If you take prescription drugs, you might see more stable out-of-pocket prescription drug costs starting in 2024, when a new regulation will affect drug manufacturers’ ability to increase prices each year. Under the provision, drug companies that increase prices faster than inflation must pay a rebate to Medicare. Drug prices rise do lead to higher personal expenses for patients, so the discount should help to prevent both. But the law doesn’t regulate how drugmakers set prices for new drugs, meaning “manufacturers still have the ability to bring drugs to market at whatever price they want,” Cubanski said.

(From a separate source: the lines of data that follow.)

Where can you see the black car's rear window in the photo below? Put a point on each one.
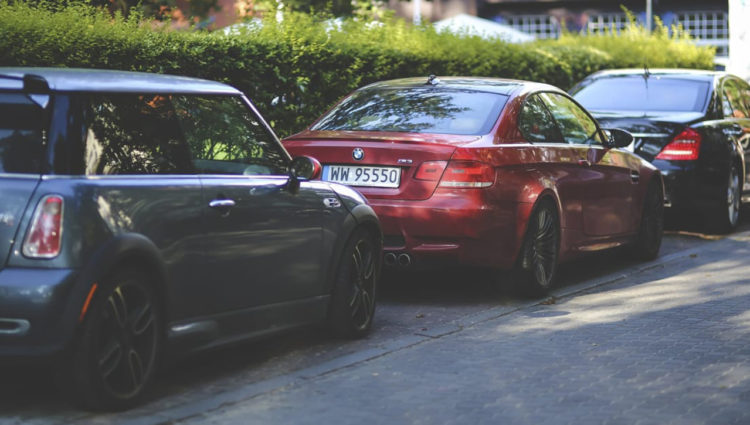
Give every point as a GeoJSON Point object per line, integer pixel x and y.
{"type": "Point", "coordinates": [416, 110]}
{"type": "Point", "coordinates": [636, 93]}
{"type": "Point", "coordinates": [21, 124]}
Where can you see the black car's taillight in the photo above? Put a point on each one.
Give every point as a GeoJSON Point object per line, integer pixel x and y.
{"type": "Point", "coordinates": [44, 237]}
{"type": "Point", "coordinates": [684, 147]}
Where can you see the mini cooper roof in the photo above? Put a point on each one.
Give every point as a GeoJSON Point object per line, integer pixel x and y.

If you take insulin, your monthly cost could be capped at $35. Compared to some other countries, patients in the US pay “10 or 12 times as much” for insulin, according to Grover. The IRA is addressing this with a $35 cap on monthly out-of-pocket insulin costs for all Medicare beneficiaries beginning in 2023. An analysis by KFF found that most Medicare beneficiaries spend more than $35 per prescription on average.
“One important caveat,” however, is that plans don’t need to be covered Everyone Insulin products, so some Medicare beneficiaries could end up paying more than $35 a month, according to Cubanski.
If you need vaccinations, your vaccines are free. Some vaccines, including pneumonia and flu, are already free under Medicare, but many are not. That will change in 2023, when all vaccines covered by Medicare Part B will be available free of charge. “This provision will help millions of beneficiaries each year,” Cubanski said. “Many of these vaccines aren’t very expensive, but when we’re talking about a population living on relatively modest incomes, even modest out-of-pocket expenses could be distressing.” The shingles vaccine, for example, is recommended for anyone over the age of 50, can but cost $50 or more and requires two cans.
If you receive partial financial assistance for Part D coverage, your prescription co-payments will be lower. Currently, low-income Medicare beneficiaries who receive partial financial assistance for Part D coverage typically pay 15 percent co-insurance on prescriptions. But an IRA provision will reduce those co-payments to “very modest” co-payments of about $1 to $3 for generic drugs and no more than $10 for brand-name drugs, according to Cubanski.
If you were eligible for expanded grants created by the American Rescue Plan, you could still qualify for those grants. The March 2021 American Rescue Plan expanded the subsidies created by the Affordable Care Act (ACA) for people purchasing health insurance through state and federal marketplaces. The larger subsidies lowered monthly premiums for nearly 90 percent of policyholders, resulting in a record 14.5 million people enrolling for coverage during the 2022 open enrollment period. With the IRA, these extended subsidies were extended for another three years.
According to Sager, the extension “will be vital to prevent a return to ACA subsidy levels that were not high enough to allow many people to afford coverage.” Without the extension, approximately three million people would have their ability could lose the ability to afford insurance and more than 10 million people would have had their tax credits reduced or lost altogether.
You may qualify for a subsidized plan when the public health emergency ends. As part of the ongoing COVID-19 public health emergency (effective January 31, 2020), states receiving additional Medicaid funding from the federal government are prohibited from de-enrolling individuals from Medicaid coverage. This strategy has been effective “for the last two years” in keeping people insured, according to Grover. But if the emergency ends, about 15 million Medicaid enrollments could lose coverage, including two million adults in states that haven’t expanded Medicaid access to people in the 100 to 138 percent poverty range. Extending the IRA’s extended subsidies for plans available through state and federal marketplaces could help ensure they remain covered by similarly low-cost plans.